I met Versace through an Italian journalist who came to interview me in Catskill. She was a very attractive woman who was a few years older than me, and I took her upstairs and we had sex and I saw that she was wearing Versace underwear.

“I model for him,” she told me. “I can get you all the clothes you want. I’ll introduce you.”

Versace was the coolest. He offered to send me clothes but I was too impatient.

“If you just wait, I’ll send you everything for free,” he’d tell me.

“Send me what you can and I’m going to buy what I can, okay?” I told him.

I was living out the fantasy. I’d go to London or Paris to get some clothes and all the salespeople would run out of their stores.

“Champion! Champion!” they’d shout, trying to get me to go into their place. I was taking the Concorde to see a girl, and we’d walk down the street and the whole city stopped. They literally had to drag us into the stores, we were so mobbed.

In Vegas it was worse. I’d go to the Versace store in Caesars and the whole mall would shut down. I was flourishing with all that attention. I was looking around at the clothes and I didn’t think,
Thank you very much,
I was looking mean at the people in the store. I didn’t even bother trying on clothes in the dressing rooms. I’d just strip down to my underwear in the middle of the store. I was ripped to a shred back then and hundreds of people would be watching me try on clothes through the store window. I’d see a girl in the crowd that I liked and I’d say to one of the salespeople, “Let her in, please.”

She’d come in.

“Do you want to stay here and help me pick out things? Do you need anything?” I’d ask her. When I’d finish shopping, I would have dropped $300,000 cash money that visit. Versace got mad at me.

“This guy spends too much money,” he’d tell whoever we were with. But he was no one to talk. That guy spent more money than I did.
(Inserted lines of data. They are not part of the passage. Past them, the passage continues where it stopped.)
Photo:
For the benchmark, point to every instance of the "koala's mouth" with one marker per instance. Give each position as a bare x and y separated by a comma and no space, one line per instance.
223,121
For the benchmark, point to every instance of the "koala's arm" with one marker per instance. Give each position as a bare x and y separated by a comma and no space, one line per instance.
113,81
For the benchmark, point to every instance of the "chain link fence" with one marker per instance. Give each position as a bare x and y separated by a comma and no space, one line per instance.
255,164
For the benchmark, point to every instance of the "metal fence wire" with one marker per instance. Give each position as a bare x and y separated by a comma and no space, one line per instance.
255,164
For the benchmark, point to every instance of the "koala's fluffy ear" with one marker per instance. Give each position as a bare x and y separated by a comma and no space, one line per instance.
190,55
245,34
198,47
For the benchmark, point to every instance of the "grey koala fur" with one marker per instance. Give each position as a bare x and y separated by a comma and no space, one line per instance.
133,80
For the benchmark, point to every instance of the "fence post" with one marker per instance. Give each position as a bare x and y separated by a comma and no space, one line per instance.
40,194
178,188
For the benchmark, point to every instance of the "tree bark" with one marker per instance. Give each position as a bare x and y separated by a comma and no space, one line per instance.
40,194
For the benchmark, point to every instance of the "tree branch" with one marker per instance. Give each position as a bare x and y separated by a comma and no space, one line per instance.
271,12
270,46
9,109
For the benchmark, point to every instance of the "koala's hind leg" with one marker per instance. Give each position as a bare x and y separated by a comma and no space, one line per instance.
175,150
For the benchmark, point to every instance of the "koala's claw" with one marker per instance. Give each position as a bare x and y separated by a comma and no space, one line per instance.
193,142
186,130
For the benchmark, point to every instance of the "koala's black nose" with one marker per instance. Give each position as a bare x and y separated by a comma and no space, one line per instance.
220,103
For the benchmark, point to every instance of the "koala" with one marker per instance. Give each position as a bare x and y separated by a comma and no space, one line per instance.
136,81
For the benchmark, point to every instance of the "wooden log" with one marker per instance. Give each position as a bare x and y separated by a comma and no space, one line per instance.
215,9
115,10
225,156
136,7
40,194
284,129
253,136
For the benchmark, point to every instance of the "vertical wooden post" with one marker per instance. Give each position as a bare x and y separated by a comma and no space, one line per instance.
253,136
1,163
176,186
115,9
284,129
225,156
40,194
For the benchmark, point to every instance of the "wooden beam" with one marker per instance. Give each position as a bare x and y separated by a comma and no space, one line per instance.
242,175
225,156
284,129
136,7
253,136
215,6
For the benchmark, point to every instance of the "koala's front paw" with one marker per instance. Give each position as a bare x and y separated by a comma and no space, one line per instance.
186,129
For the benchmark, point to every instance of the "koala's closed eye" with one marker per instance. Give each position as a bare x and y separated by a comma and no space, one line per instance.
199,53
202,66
It’s funny that they make a big deal about Kanye West dressing up his women. I did the same thing. I always liked to dress my girls. I think it went back to my childhood. I used to watch my mother dress the prostitutes who came over. She’d try various wigs on them and then different outfits. So that’s what I did. Not because I was such a fly guy but because I used to see my mother do it with the girls. I even taught Don how to dress. He was dressing like he came right out of the movie
Super Fly
back then.

“Nigga, you can’t be with us, you dressing like this. We have an image to uphold, Don, we are fly niggas. You are a bum,” I told him. “You’re a big man, you should dress different. Versace is the future, Don.”

That whole gangsta rap image formed around me. I was bringing that attitude to the world. I represented that era. Even Don got freaked out by the image I was portraying at that time. Near the end of 1988, Don tried to soften my image by having Jesse Jackson baptize me in Chicago. That was all bullshit. After the baptism, I took one of the choirgirls back to the hotel and fucked her.

They had me saying I was born-again in
Jet
magazine. “Remember this: Reach for God, don’t reach for the stars, you might get a cloud and nothing is in the clouds. Reach for God, reach to shake God’s hands.” That was all bullshit. The only spirituality I had back then was in my dick.